Estima-se que em todo o mundo haja 50 milhões de pessoas diagnosticadas com epilepsia. Em Portugal, serão entre 40 a 70 mil, o que equivale a cerca de uma doente em cada 200. O estigma é uma das maiores barreiras que enfrentam os indivíduos que vivem com esta condição neurológica crónica e "é tão ou mais danoso que a própria doença", disse ao Lifestyle ao Minuto Rute Teotónio, neurologista e neurofisiologista do Centro de Epilepsia Refratária do Centro Hospitalar e Universitário de Coimbra, alertando para o "impacto muito significativo na qualidade de vida e bem-estar dos doentes e suas famílias".

A médica refere também que que a epilepsia não afeta a capacidade intelectual de quem dela padece. "Cerca de dois terços dos doentes com epilepsia não têm quaisquer crises com a toma da medicação. Na realidade, ao contrário do que por vezes se pensa, a grande maioria das pessoas com epilepsia não tem um défice intelectual."

Notícias ao Minuto © Rute Teotónio

O que é epilepsia? 

É uma doença neurológica crónica que se caracteriza pela predisposição cerebral para a ocorrência de crises epilépticas recorrentes e não provocadas, que ocorrem de forma súbita e imprevisível. Devem-se a descargas anormalmente excessivas que envolvem parte ou todo o cérebro. Estas crises são habitualmente de curta duração e manifestam-se com características diferentes de pessoa para pessoa. 

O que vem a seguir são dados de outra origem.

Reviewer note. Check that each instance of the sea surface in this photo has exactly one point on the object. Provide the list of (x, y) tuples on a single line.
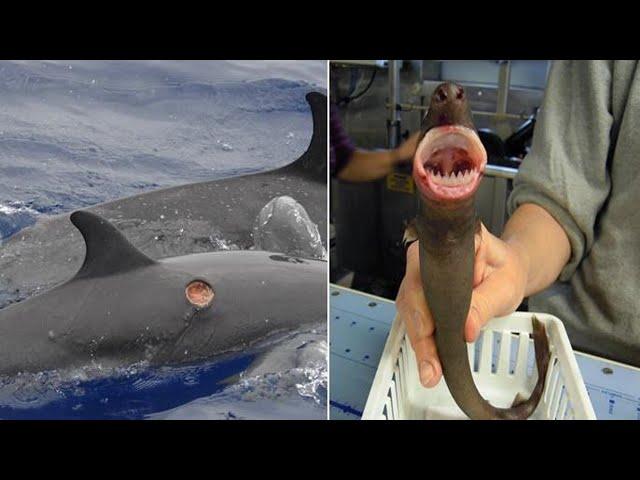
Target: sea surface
[(78, 133)]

Felizmente, cerca de 60 a 70% dos doentes têm as suas crises bem controladas com a toma regular de medicação, podendo ter um estilo de vida dito 'normal', sem grandes restrições

É uma doença grave?

A sua gravidade é variável e depende primordialmente de três aspectos que, embora distintos, encontram-se frequentemente associados: a etiologia da epilepsia, o tipo e a frequência das crises epilépticas. Habitualmente, as crises epilépticas são fenómenos paroxísticos autolimitados e de curta duração que surgem de forma imprevisível. A gravidade que delas advém resulta essencialmente de eventuais quedas ou outros acidentes provocados pela presença de movimentos involuntários ou pela perturbação da consciência ocorridos durante o episódio. Felizmente, cerca de 60 a 70% dos doentes têm as suas crises bem controladas com a toma regular de medicação, podendo ter um estilo de vida dito 'normal', sem grandes restrições.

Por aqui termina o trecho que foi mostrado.